Regular tips about health Regular tips about healthWissenswertes über "Monoaminooxidase (MAO)"
MAO steht für Monoaminooxidase, ein Enzym, das in Nervenzellen, Leber und Darm vorkommt und für den Abbau wichtiger Neurotransmitter wie Serotonin, Dopamin, Noradrenalin und Tyramin verantwortlich ist.
Es gibt zwei Hauptformen des Enzyms: MAO-A und MAO-B. Während MAO-A bevorzugt Serotonin und Noradrenalin abbaut, ist MAO-B stärker an der Degradation von Dopamin beteiligt. Beide Enzymtypen befinden sich in den Mitochondrien der Zellen und sorgen für ein biochemisches Gleichgewicht im zentralen Nervensystem.
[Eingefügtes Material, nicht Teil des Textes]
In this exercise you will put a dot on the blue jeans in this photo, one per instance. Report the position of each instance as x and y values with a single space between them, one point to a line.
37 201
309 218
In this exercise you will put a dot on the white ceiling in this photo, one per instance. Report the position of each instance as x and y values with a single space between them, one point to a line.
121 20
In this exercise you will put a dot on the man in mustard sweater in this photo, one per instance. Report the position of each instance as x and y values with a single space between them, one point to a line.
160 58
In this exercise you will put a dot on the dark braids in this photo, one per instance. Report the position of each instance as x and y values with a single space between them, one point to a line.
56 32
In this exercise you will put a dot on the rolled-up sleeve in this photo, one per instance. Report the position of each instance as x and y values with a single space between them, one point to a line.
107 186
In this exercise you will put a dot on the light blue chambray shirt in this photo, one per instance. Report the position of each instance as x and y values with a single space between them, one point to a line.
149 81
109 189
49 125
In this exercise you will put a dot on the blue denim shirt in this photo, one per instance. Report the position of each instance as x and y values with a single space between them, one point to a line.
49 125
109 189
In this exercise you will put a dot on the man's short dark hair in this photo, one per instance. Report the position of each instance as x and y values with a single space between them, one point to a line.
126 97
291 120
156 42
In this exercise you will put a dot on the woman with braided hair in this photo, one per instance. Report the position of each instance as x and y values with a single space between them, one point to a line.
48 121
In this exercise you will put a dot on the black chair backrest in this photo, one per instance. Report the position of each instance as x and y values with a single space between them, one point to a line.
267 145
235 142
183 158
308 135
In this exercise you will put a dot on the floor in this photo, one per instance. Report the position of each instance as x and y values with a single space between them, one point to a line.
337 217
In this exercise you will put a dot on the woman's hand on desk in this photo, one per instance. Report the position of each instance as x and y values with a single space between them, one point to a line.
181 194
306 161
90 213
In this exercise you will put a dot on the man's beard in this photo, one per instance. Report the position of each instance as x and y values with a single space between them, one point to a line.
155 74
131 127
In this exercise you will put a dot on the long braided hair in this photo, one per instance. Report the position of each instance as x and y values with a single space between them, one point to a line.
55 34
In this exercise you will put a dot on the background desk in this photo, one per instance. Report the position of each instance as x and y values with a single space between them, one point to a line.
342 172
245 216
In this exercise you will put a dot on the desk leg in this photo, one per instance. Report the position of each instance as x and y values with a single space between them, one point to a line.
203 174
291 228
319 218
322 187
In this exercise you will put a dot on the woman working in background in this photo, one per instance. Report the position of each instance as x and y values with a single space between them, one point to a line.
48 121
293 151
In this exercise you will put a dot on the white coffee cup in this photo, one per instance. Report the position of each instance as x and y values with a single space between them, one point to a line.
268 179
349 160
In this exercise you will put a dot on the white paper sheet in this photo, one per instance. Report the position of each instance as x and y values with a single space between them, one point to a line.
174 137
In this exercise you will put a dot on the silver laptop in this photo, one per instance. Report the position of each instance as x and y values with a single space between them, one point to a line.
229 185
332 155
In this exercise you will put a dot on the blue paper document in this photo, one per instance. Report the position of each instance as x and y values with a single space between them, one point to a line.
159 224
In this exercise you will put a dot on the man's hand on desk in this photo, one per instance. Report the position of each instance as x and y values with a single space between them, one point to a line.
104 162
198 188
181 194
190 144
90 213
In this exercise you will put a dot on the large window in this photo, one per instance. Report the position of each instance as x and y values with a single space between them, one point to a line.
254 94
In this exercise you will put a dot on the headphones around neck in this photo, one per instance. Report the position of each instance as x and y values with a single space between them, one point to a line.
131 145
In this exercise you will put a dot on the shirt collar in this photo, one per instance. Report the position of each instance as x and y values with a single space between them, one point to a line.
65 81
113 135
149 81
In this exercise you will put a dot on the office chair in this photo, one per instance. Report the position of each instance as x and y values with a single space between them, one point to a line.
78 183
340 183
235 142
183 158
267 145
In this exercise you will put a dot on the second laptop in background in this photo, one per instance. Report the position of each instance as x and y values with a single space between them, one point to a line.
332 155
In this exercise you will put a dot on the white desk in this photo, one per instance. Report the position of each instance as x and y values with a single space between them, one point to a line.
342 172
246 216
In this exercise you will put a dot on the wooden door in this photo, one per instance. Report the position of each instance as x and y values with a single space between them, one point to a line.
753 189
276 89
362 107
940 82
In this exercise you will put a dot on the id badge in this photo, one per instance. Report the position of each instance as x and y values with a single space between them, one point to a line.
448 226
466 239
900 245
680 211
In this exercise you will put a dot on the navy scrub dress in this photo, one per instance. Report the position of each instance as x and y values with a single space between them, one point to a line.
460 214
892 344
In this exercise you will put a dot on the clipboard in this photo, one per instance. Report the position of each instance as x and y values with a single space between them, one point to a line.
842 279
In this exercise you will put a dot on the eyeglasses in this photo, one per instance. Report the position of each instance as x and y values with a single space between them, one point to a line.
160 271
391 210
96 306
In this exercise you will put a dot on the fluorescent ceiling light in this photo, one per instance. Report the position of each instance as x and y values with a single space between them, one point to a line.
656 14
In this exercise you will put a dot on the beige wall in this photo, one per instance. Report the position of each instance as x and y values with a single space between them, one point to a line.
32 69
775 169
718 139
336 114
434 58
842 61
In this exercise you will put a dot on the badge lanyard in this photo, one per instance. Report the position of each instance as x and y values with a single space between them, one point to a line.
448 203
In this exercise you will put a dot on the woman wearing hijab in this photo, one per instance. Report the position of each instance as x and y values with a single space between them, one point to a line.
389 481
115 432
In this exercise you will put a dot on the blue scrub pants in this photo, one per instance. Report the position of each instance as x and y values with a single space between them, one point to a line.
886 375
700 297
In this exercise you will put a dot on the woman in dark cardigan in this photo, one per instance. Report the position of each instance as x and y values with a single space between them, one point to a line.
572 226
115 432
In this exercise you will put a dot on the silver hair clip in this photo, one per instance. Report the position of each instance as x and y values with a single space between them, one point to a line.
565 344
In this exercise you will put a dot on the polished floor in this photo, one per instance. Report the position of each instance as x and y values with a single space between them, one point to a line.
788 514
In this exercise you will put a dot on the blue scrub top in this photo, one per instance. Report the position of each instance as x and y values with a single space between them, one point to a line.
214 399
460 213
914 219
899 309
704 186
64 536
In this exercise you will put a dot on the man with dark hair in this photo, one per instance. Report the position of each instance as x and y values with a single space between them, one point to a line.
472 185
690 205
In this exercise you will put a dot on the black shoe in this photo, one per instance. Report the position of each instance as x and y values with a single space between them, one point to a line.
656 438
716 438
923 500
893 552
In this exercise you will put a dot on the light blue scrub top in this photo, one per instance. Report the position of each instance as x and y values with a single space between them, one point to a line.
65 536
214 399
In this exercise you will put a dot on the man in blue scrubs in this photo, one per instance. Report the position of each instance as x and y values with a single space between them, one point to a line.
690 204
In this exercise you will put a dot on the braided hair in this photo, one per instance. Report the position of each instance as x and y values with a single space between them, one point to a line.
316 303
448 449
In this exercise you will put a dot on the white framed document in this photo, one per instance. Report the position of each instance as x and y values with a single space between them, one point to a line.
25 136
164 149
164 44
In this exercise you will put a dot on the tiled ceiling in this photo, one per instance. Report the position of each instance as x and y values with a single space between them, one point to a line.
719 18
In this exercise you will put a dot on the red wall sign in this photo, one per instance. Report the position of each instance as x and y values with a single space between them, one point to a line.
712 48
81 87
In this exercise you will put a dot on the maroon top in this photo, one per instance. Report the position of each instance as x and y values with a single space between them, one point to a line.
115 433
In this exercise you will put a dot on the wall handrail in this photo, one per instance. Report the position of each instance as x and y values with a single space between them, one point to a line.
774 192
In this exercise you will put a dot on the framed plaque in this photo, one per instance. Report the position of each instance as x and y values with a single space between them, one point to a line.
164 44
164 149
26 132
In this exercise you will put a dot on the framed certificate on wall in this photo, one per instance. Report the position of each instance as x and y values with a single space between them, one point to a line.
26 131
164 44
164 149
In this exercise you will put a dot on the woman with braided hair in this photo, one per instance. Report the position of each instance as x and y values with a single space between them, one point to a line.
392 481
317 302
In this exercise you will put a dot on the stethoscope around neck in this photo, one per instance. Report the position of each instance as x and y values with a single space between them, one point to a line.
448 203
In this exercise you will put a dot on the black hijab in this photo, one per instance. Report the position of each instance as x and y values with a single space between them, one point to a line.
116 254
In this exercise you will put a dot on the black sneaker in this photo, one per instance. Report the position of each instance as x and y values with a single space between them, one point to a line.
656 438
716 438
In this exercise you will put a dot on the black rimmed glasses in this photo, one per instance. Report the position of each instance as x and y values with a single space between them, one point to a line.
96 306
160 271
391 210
Ein Überschuss an MAO-A kann zu einem Mangel an stimmungsstabilisierenden Neurotransmittern führen, was mit Depressionen, Angststörungen und Antriebslosigkeit in Verbindung gebracht wird. Dementsprechend wurden MAO-Hemmer (MAOIs) entwickelt – Medikamente, die die Aktivität dieser Enzyme blockieren, um die Konzentration von Serotonin, Dopamin und Noradrenalin im Gehirn zu erhöhen. MAOIs gehören zu den ältesten, aber auch wirksamsten Antidepressiva. Sie werden heute vor allem bei therapieresistenten Depressionen eingesetzt.
Auch neurodegenerative Erkrankungen wie Parkinson stehen in engem Zusammenhang mit MAO-B, da ein übermäßiger Dopaminabbau die Bewegungskoordination beeinträchtigen kann. Selektive MAO-B-Hemmer wie Selegilin oder Rasagilin werden deshalb zur Verlangsamung des Krankheitsverlaufs eingesetzt. Im Kontext von oxidativem Stress spielt MAO ebenfalls eine Rolle, da beim Abbau von Monoaminen Wasserstoffperoxid entsteht, das in hohen Mengen zellschädigend wirkt. Hier kommt Lactoferrin ins Spiel, das nachweislich antioxidative und neuroprotektive Eigenschaften besitzt. Erste Studien deuten darauf hin, dass Lactoferrin über Modulation neuroinflammatorischer Prozesse und Schutz der Mitochondrien indirekt auch MAO-assoziierte Stressreaktionen mildern kann – ein spannendes Feld der neuroimmunologischen Forschung.
Wichtige Fakten zu MAO:
- Enzymgruppen: MAO-A und MAO-B
- Funktion: Abbau von Dopamin, Serotonin, Noradrenalin, Tyramin
- Zielstruktur von Antidepressiva und Parkinson-Medikamenten
- Bei Hemmung: Stimmungsaufhellung, Bewegungsverbesserung
- Lactoferrin kann als antioxidativer Schutzfaktor auf MAO-induzierten Stress wirken
Literaturhinweise:
- Youdim, M. B. H. et al. (2006). "Monoamine oxidase: isoforms and inhibitors in Parkinson’s disease and depressive illness." British Journal of Pharmacology.
- Shih, J. C. et al. (1999). "Monoamine oxidase: from genes to behavior." Annual Review of Neuroscience.
- Wang, B. et al. (2021). "Neuroprotective effects of lactoferrin on mitochondrial function and oxidative stress." International Journal of Molecular Sciences.